Monday, October 03, 2005

Democracy Now! | Orleans Parish DA Eddie Jordan on Racial Stereotyping, Police Looting and Private Military Contractors

Democracy Now! | Orleans Parish DA Eddie Jordan on Racial Stereotyping, Police Looting and Private Military Contractors: "EDDIE JORDAN: Well, I was saddened to learn that the allegations of massive bloodshed in the Superdome were exaggerated by media outlets. I'm -- actually, I'm pleased that there was very little bloodshed, but it seems to me that the national media outlets had an obligation to verify the charges being made by some of the evacuees and some of the public officials.

AMY GOODMAN: How did this happen? I mean, it had such a tremendous effect: The Red Cross not going in, saying they're afraid; the reports in the Superdome and the Convention Center. When did you start to get a sense that this was urban myth or on a national scale perhaps just your traditional racist stereotyping?
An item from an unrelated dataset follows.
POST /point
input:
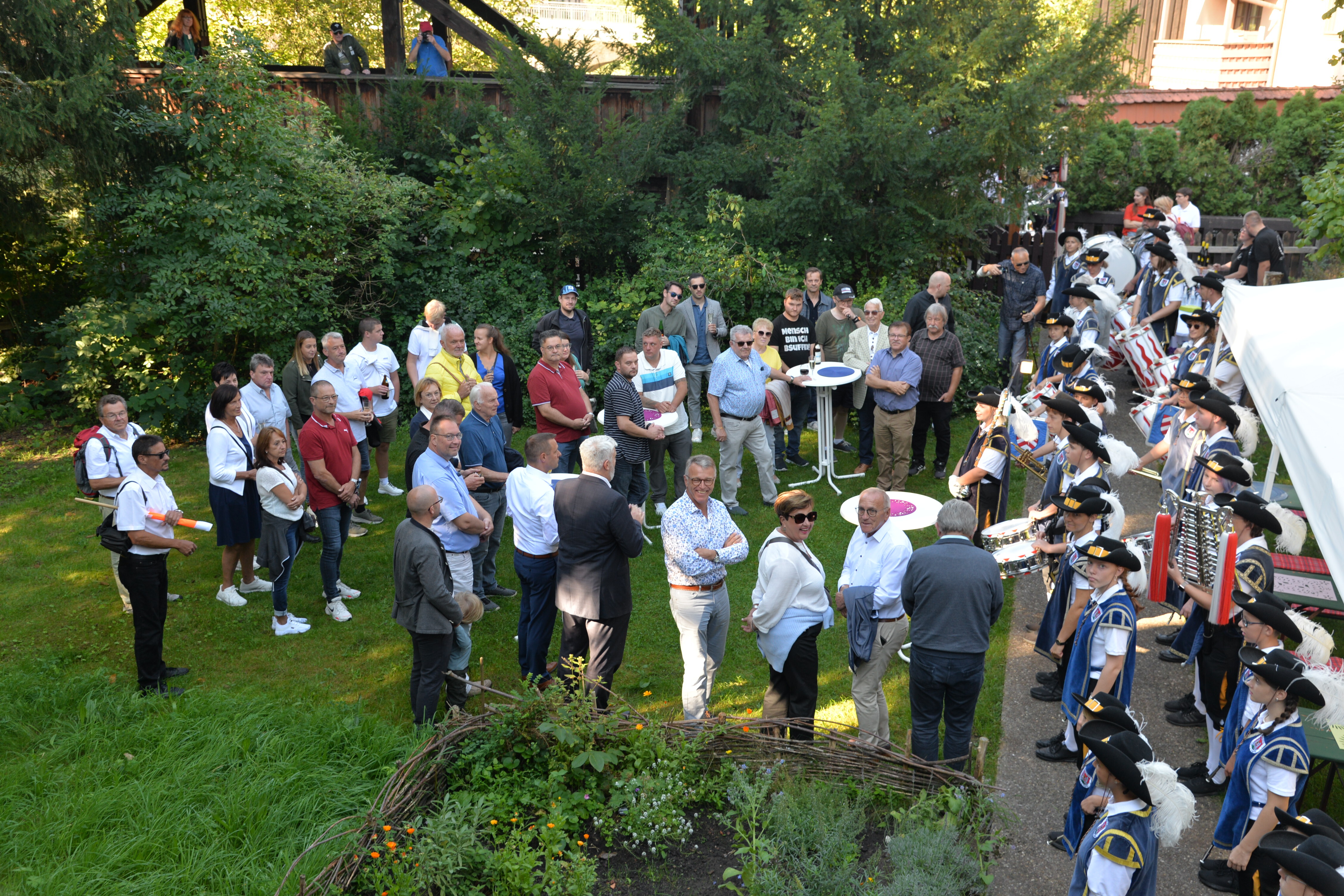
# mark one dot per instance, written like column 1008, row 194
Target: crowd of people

EDDIE JORDAN: Well, I didn't get a sense that there was a large element of exaggeration until I visited the morgue's office. And I was fully expecting that there would be many, many bodies associated with violence and also many children who would have died as a result of violence. And I expected there to be a number of killings both at the Convention Center and the Superdome.
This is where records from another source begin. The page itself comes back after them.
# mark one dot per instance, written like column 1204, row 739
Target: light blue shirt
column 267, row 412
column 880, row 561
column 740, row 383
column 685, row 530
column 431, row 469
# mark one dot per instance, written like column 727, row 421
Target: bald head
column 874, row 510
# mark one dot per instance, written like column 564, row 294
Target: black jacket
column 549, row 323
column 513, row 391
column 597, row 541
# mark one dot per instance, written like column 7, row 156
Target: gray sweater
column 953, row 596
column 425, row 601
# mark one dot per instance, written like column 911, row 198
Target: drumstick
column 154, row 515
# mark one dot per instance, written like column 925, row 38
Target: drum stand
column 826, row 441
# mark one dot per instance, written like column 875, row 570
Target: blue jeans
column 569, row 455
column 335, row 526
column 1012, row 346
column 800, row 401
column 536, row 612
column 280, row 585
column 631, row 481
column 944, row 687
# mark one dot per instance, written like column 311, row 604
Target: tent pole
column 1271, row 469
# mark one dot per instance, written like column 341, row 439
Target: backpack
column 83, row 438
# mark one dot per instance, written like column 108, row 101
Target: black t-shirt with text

And I asked the coroner and some of his employees about those allegations and the information that they had received in connection with their receipt of the bodies from New Orleans in the days immediately after the storm, and I was shocked to learn that there were only two bodies that were associated with the Convention Center and the Superdome, and actually that was one apiece. And then there were only two other bodies associated with violence in the days immediately after the storm. So, that was a total of four, and that was clearly inconsistent with the reports that I had seen on television."